Thank you also to Detective Adam Richardson, of http://www.writersdetective.com/ for taking the time to answer questions early on in No Justice’s development process.
Thanks also to our readers who have been patient with us as we went full-on hermit mode and wrote the first three books in this series. We appreciate your patience, and we hope that No Justice made the wait worthwhile.
Lastly, thank you to our wives for their incredible patience and giving us the time and space necessary to dream these worlds into being. We love you.
AUTHOR’S NOTE
ORIGINS OF A SERIES
There’s something kind of heroic about the lone wolf vigilante taking out bad guys. Okay, maybe “heroic” is the wrong word. But the vigilante is empowered in a way that police aren’t because police have to uphold The Law.
Upholding The Law means that you have to obey it yourself. Which is probably why I’m not a cop; I’d be using the baton on people with twenty items in a Ten Items or Less lane at the supermarket.
I kid, of course.
But twenty-one items?
Those fuckers are just asking for it.
While police have to color within the lines when going after criminals, vigilantes are like toddlers armed with a giant box of 64 crayons, coloring waaaaay outside the lines.
Outside the lines is where we find most of our fictional vigilantes.
Whether it be The Punisher, or Dexter, or even Charles Bronson’s Death Wish character back in the eighties, these guys don’t care about the lines.
And we love them all the more for it.
Because we spend time with them in these stories we understand WHY they do what they do. And, despite their sometimes monstrous methods, we find ourselves basically rooting for a serial killer. To us, they’re not monsters. They’re bringing justice in an unjust world. They’re standing up for the weak or helpless.
In other words, they’re being heroes.
Or, I suppose anti-hero if you must.
I’ve always wanted to write a book about just such a character. But it wasn’t enough just to write that character.
I wanted to tell both sides of the story — the vigilante and the cop.

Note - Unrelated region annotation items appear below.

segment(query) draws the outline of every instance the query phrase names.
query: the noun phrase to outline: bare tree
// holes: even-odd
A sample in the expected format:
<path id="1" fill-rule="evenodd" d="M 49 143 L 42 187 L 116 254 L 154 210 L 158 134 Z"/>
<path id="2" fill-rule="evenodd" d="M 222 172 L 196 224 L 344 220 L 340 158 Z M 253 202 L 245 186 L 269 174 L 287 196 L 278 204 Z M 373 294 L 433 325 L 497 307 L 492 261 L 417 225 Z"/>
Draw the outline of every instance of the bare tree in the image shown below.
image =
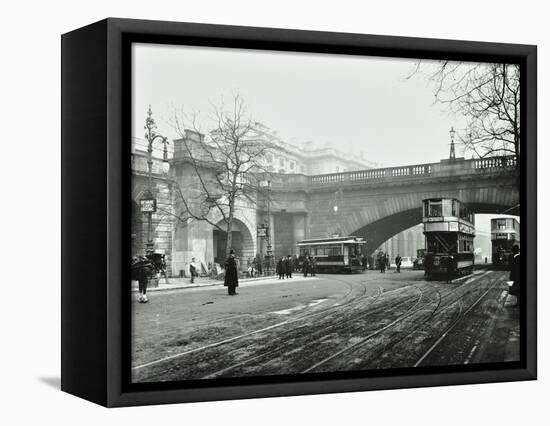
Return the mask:
<path id="1" fill-rule="evenodd" d="M 419 62 L 409 78 L 429 68 Z M 519 171 L 519 65 L 440 61 L 427 75 L 436 102 L 466 118 L 466 128 L 458 132 L 465 148 L 480 158 L 515 155 Z"/>
<path id="2" fill-rule="evenodd" d="M 176 185 L 183 207 L 178 216 L 184 221 L 205 221 L 226 232 L 228 256 L 235 209 L 238 203 L 256 205 L 258 195 L 265 191 L 260 181 L 270 174 L 266 157 L 277 148 L 263 137 L 263 126 L 250 118 L 238 95 L 229 108 L 223 103 L 213 106 L 215 124 L 209 131 L 203 133 L 198 128 L 197 114 L 191 121 L 196 136 L 192 140 L 188 138 L 185 120 L 174 115 L 173 127 L 183 140 L 198 187 L 193 196 L 186 196 Z"/>

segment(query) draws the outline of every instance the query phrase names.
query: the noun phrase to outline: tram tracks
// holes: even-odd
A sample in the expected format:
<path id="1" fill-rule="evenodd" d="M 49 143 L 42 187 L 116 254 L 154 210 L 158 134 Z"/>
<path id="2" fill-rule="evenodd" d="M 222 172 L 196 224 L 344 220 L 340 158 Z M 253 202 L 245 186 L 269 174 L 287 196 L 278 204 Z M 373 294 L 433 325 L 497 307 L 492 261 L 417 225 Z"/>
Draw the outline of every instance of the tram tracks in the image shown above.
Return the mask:
<path id="1" fill-rule="evenodd" d="M 178 366 L 174 366 L 173 363 L 171 363 L 171 374 L 174 374 L 174 369 L 176 369 L 180 374 L 182 374 L 182 378 L 185 379 L 211 379 L 216 377 L 227 377 L 228 373 L 232 373 L 230 374 L 230 376 L 238 376 L 241 375 L 237 374 L 240 372 L 242 372 L 243 375 L 262 375 L 264 373 L 264 369 L 262 367 L 265 364 L 273 362 L 274 360 L 278 360 L 279 358 L 285 358 L 289 356 L 296 357 L 297 346 L 299 346 L 300 348 L 308 349 L 315 348 L 316 345 L 320 345 L 324 340 L 326 340 L 327 336 L 329 335 L 349 333 L 349 331 L 345 329 L 347 325 L 351 324 L 353 329 L 357 330 L 363 325 L 368 324 L 369 318 L 376 318 L 376 316 L 380 315 L 383 311 L 392 312 L 396 315 L 398 314 L 398 316 L 392 318 L 388 324 L 385 324 L 384 326 L 379 327 L 375 330 L 371 330 L 369 334 L 362 337 L 358 342 L 356 341 L 345 348 L 339 349 L 338 351 L 331 353 L 331 355 L 321 360 L 316 360 L 309 366 L 305 366 L 304 368 L 300 368 L 299 370 L 295 371 L 298 373 L 314 372 L 319 370 L 319 368 L 322 366 L 332 365 L 331 361 L 333 360 L 339 358 L 344 359 L 349 354 L 352 354 L 355 350 L 364 346 L 365 343 L 372 341 L 374 338 L 380 336 L 382 333 L 396 328 L 399 324 L 402 324 L 407 319 L 419 314 L 419 318 L 421 319 L 421 321 L 418 322 L 418 324 L 412 330 L 410 330 L 409 333 L 407 333 L 406 335 L 401 335 L 395 342 L 392 342 L 392 344 L 399 344 L 400 342 L 406 340 L 408 337 L 414 334 L 421 327 L 421 325 L 428 322 L 430 318 L 433 318 L 435 315 L 440 314 L 447 309 L 450 309 L 451 306 L 456 305 L 457 302 L 460 303 L 460 299 L 467 296 L 468 294 L 476 292 L 475 284 L 469 284 L 471 284 L 471 282 L 463 282 L 455 287 L 453 290 L 445 294 L 442 294 L 433 285 L 426 285 L 424 289 L 420 289 L 417 286 L 407 286 L 384 293 L 382 292 L 381 288 L 378 288 L 376 294 L 368 295 L 365 282 L 359 283 L 360 289 L 357 288 L 357 284 L 355 284 L 354 286 L 348 284 L 348 292 L 328 307 L 322 309 L 317 308 L 313 311 L 299 314 L 295 317 L 289 318 L 288 320 L 265 328 L 253 330 L 251 332 L 238 336 L 233 336 L 228 339 L 214 342 L 212 344 L 204 345 L 193 350 L 184 351 L 175 354 L 174 356 L 169 356 L 149 363 L 145 363 L 134 367 L 133 370 L 140 370 L 142 368 L 151 366 L 160 367 L 161 364 L 168 363 L 169 361 L 174 361 L 175 359 L 180 357 L 186 357 L 185 362 L 177 363 L 179 364 Z M 468 287 L 473 288 L 468 289 Z M 411 288 L 417 290 L 416 296 L 407 293 L 407 291 L 410 291 Z M 403 294 L 400 296 L 399 293 Z M 459 293 L 458 298 L 443 303 L 453 294 L 457 293 Z M 481 300 L 485 294 L 486 293 L 484 293 L 479 300 Z M 382 303 L 382 295 L 392 296 L 393 299 L 391 300 L 393 300 L 394 303 Z M 397 300 L 395 300 L 396 297 Z M 429 300 L 425 303 L 422 303 L 422 301 L 426 298 L 428 298 Z M 367 302 L 365 303 L 365 301 Z M 476 303 L 479 303 L 479 301 L 477 301 Z M 369 309 L 367 309 L 367 307 Z M 311 322 L 316 319 L 319 319 L 318 323 Z M 296 327 L 288 330 L 286 326 L 290 325 L 294 325 Z M 285 328 L 281 329 L 282 327 Z M 279 331 L 274 334 L 273 331 L 275 329 L 279 329 Z M 302 330 L 305 330 L 306 333 L 303 333 Z M 353 332 L 351 334 L 353 334 Z M 255 347 L 265 348 L 265 350 L 261 350 L 259 353 L 253 353 L 252 356 L 250 356 L 250 354 L 246 350 L 244 350 L 244 348 L 247 347 L 247 343 L 253 343 L 255 344 Z M 204 353 L 204 355 L 200 355 L 200 353 Z M 191 358 L 189 358 L 188 356 L 190 356 Z M 220 359 L 220 356 L 223 356 L 224 358 Z M 212 372 L 213 365 L 216 365 L 216 363 L 220 364 L 221 362 L 227 361 L 231 358 L 233 358 L 234 360 L 231 365 L 221 366 L 222 368 L 219 368 L 216 371 Z M 298 362 L 300 361 L 301 360 L 298 360 Z M 212 363 L 214 364 L 212 365 Z M 188 374 L 183 374 L 185 373 L 185 371 L 183 370 L 187 370 L 187 367 L 185 366 L 186 364 L 203 365 L 204 368 L 201 368 L 199 370 L 205 370 L 205 374 L 200 374 L 200 371 L 195 371 L 192 374 L 193 377 L 188 377 Z M 250 366 L 253 371 L 245 371 L 245 368 L 247 366 Z M 210 372 L 208 372 L 208 369 L 210 369 Z M 271 373 L 268 372 L 267 374 L 277 374 L 276 371 Z M 280 372 L 282 370 L 278 371 Z M 285 373 L 287 373 L 286 370 L 284 371 Z M 156 376 L 157 373 L 158 371 L 152 372 L 152 375 Z"/>
<path id="2" fill-rule="evenodd" d="M 355 290 L 354 286 L 352 284 L 350 284 L 347 281 L 340 280 L 340 279 L 336 279 L 336 281 L 339 281 L 339 282 L 347 285 L 348 286 L 348 291 L 342 297 L 338 298 L 330 306 L 327 306 L 327 307 L 324 307 L 324 308 L 316 308 L 316 309 L 314 308 L 312 311 L 306 311 L 304 313 L 300 313 L 295 317 L 289 318 L 289 319 L 284 320 L 284 321 L 276 322 L 276 323 L 271 324 L 271 325 L 266 326 L 266 327 L 262 327 L 262 328 L 252 330 L 252 331 L 249 331 L 249 332 L 246 332 L 246 333 L 241 333 L 241 334 L 237 334 L 237 335 L 234 335 L 234 336 L 230 336 L 228 338 L 220 339 L 218 341 L 215 341 L 215 342 L 212 342 L 212 343 L 209 343 L 209 344 L 206 344 L 206 345 L 186 349 L 185 351 L 180 351 L 176 354 L 167 355 L 165 357 L 158 358 L 156 360 L 141 363 L 139 365 L 133 366 L 132 371 L 141 370 L 141 369 L 144 369 L 146 367 L 153 367 L 153 366 L 156 366 L 158 364 L 162 364 L 162 363 L 165 363 L 165 362 L 168 362 L 168 361 L 172 361 L 172 360 L 175 360 L 175 359 L 180 358 L 180 357 L 184 357 L 184 356 L 194 354 L 194 353 L 197 353 L 197 352 L 201 352 L 201 351 L 206 351 L 208 349 L 212 349 L 212 348 L 215 348 L 215 347 L 218 347 L 218 346 L 233 343 L 233 342 L 236 342 L 236 341 L 239 341 L 239 340 L 242 340 L 242 339 L 245 339 L 245 338 L 249 338 L 251 336 L 254 336 L 254 335 L 266 332 L 266 331 L 270 331 L 270 330 L 273 330 L 273 329 L 276 329 L 276 328 L 279 328 L 279 327 L 290 325 L 290 324 L 296 323 L 298 321 L 309 319 L 310 317 L 315 317 L 315 316 L 330 312 L 331 310 L 340 309 L 340 308 L 345 307 L 349 304 L 353 304 L 358 299 L 362 299 L 366 296 L 367 288 L 364 285 L 364 281 L 360 282 L 360 294 L 356 297 L 352 297 L 352 294 L 354 293 L 354 290 Z M 235 315 L 235 316 L 233 316 L 233 318 L 243 317 L 243 316 L 249 316 L 249 314 L 243 314 L 242 316 L 241 315 Z M 227 319 L 227 318 L 224 318 L 224 319 Z M 219 322 L 219 321 L 216 321 L 216 322 Z"/>
<path id="3" fill-rule="evenodd" d="M 432 312 L 429 313 L 429 315 L 424 318 L 422 321 L 419 321 L 419 324 L 417 324 L 417 326 L 415 326 L 412 330 L 404 333 L 402 336 L 400 336 L 397 340 L 392 340 L 392 339 L 389 339 L 390 341 L 385 344 L 385 345 L 381 345 L 379 347 L 375 347 L 375 348 L 371 348 L 369 349 L 369 351 L 367 351 L 367 354 L 363 353 L 360 355 L 360 357 L 363 357 L 365 358 L 366 355 L 370 355 L 370 359 L 373 359 L 373 358 L 376 358 L 376 354 L 379 354 L 380 352 L 383 352 L 384 350 L 386 350 L 389 346 L 395 348 L 398 344 L 400 344 L 401 342 L 403 342 L 404 340 L 410 338 L 415 332 L 417 332 L 421 326 L 423 324 L 426 324 L 430 319 L 433 319 L 435 316 L 437 315 L 441 315 L 443 314 L 446 310 L 448 309 L 451 309 L 453 307 L 455 307 L 455 305 L 458 304 L 458 314 L 456 315 L 456 317 L 454 318 L 454 320 L 450 323 L 450 325 L 441 333 L 441 336 L 439 336 L 436 340 L 436 342 L 430 347 L 428 348 L 428 350 L 423 354 L 421 355 L 421 357 L 418 359 L 418 361 L 414 364 L 414 366 L 418 366 L 420 365 L 425 359 L 426 357 L 433 351 L 433 349 L 435 349 L 443 340 L 444 338 L 448 335 L 448 333 L 462 320 L 465 318 L 465 316 L 475 307 L 477 306 L 477 304 L 483 300 L 483 298 L 491 291 L 491 290 L 494 290 L 495 287 L 497 286 L 499 282 L 499 279 L 496 278 L 493 280 L 493 282 L 490 284 L 489 288 L 485 291 L 481 290 L 480 289 L 469 289 L 469 290 L 466 290 L 464 293 L 462 294 L 459 294 L 458 297 L 454 298 L 453 300 L 450 300 L 448 303 L 446 303 L 444 306 L 441 306 L 442 304 L 442 301 L 443 299 L 446 299 L 447 297 L 459 292 L 459 290 L 463 287 L 463 285 L 461 285 L 460 287 L 446 293 L 445 295 L 441 296 L 439 302 L 437 303 L 436 307 L 433 309 Z M 478 299 L 476 299 L 466 310 L 464 310 L 463 308 L 463 301 L 464 301 L 464 298 L 469 295 L 469 294 L 472 294 L 472 293 L 478 293 L 478 292 L 481 292 L 481 296 L 479 296 Z M 429 304 L 429 303 L 428 303 Z M 325 366 L 327 368 L 325 368 L 324 371 L 335 371 L 335 370 L 341 370 L 341 367 L 342 364 L 347 366 L 347 369 L 349 369 L 349 364 L 346 362 L 346 359 L 349 360 L 349 356 L 352 355 L 355 351 L 357 350 L 360 350 L 365 344 L 371 342 L 375 337 L 377 337 L 378 335 L 380 335 L 382 332 L 385 332 L 385 331 L 388 331 L 389 329 L 391 329 L 392 327 L 395 327 L 397 325 L 399 325 L 400 323 L 406 321 L 407 319 L 413 317 L 415 314 L 419 313 L 419 312 L 422 312 L 423 310 L 426 310 L 426 307 L 428 304 L 425 304 L 421 307 L 419 307 L 417 310 L 409 310 L 407 311 L 406 313 L 404 313 L 403 315 L 401 315 L 400 317 L 398 317 L 396 320 L 392 321 L 390 324 L 384 326 L 384 327 L 381 327 L 373 332 L 371 332 L 370 334 L 368 334 L 367 336 L 363 337 L 361 340 L 359 340 L 358 342 L 355 342 L 354 344 L 352 345 L 349 345 L 339 351 L 337 351 L 336 353 L 333 353 L 331 354 L 330 356 L 324 358 L 323 360 L 313 364 L 312 366 L 308 367 L 307 369 L 301 371 L 302 373 L 309 373 L 309 372 L 313 372 L 314 370 L 317 370 L 319 369 L 319 367 L 321 366 Z M 347 358 L 344 358 L 343 356 L 346 356 Z M 340 359 L 338 359 L 340 358 Z M 336 363 L 331 363 L 331 361 L 333 360 L 337 360 L 338 362 Z M 395 367 L 395 365 L 393 366 Z"/>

Halfway through the first No Justice, I started to see a looming cat and mouse between Mal and Jasper which will take place in the series. And I felt a bit like I feel watc
hing Game of Thrones — conflicted. On the one hand, Jaime Lannister threw a kid out the window. On the other hand, he’s become such an awesome hero since.
And on the one hand, I want Mal to catch every bad guy she sets her sights on. On the other, I don’t want Jasper to get caught.
No Justice allows us to write in a world of grays, rather than black and white. And, if you’ve been reading Collective Inkwell books long enough, you’ll know that we LOVE painting in grays!
THE PARANORMAL ANGLE AND THE TWIST
If you’re one of those people that skip right to the end of a book and read the author’s note BEFORE reading the story, I URGE you to turn back now.
This is your last chance.
I’m not going to reveal the twist directly, but you can probably infer some things from what I’m going to write.
When Sean and I first plotted out No Justice, the Jordyn twist wasn’t there. It wasn’t until after our first meetings, when I started fleshing out the narrative, that The Idea hit me.
Oh, shit!
We should TOTALLY do this!
Yes, it’s kind of been done before. Even (kind of) by us in another story, but still, I didn’t care.
I wanted to do it, anyway.
The Twist added such an awesome, complex, mysterious element to Jasper’s story that I can’t even fathom No Justice without it. That twist will continue to play out over the series in ways I can’t yet explain.
I will make one plea to you, Dear Reader: PLEASE don’t spoil The Twist in your review of the book. I know someone will probably go and do it, anyway, because trolls are gonna troll. But I’d love everyone to experience the story fresh, not even knowing The Twist is coming up.
Now, even though you’ve read the book, and know The Twist, you might not REALLY know The Twist.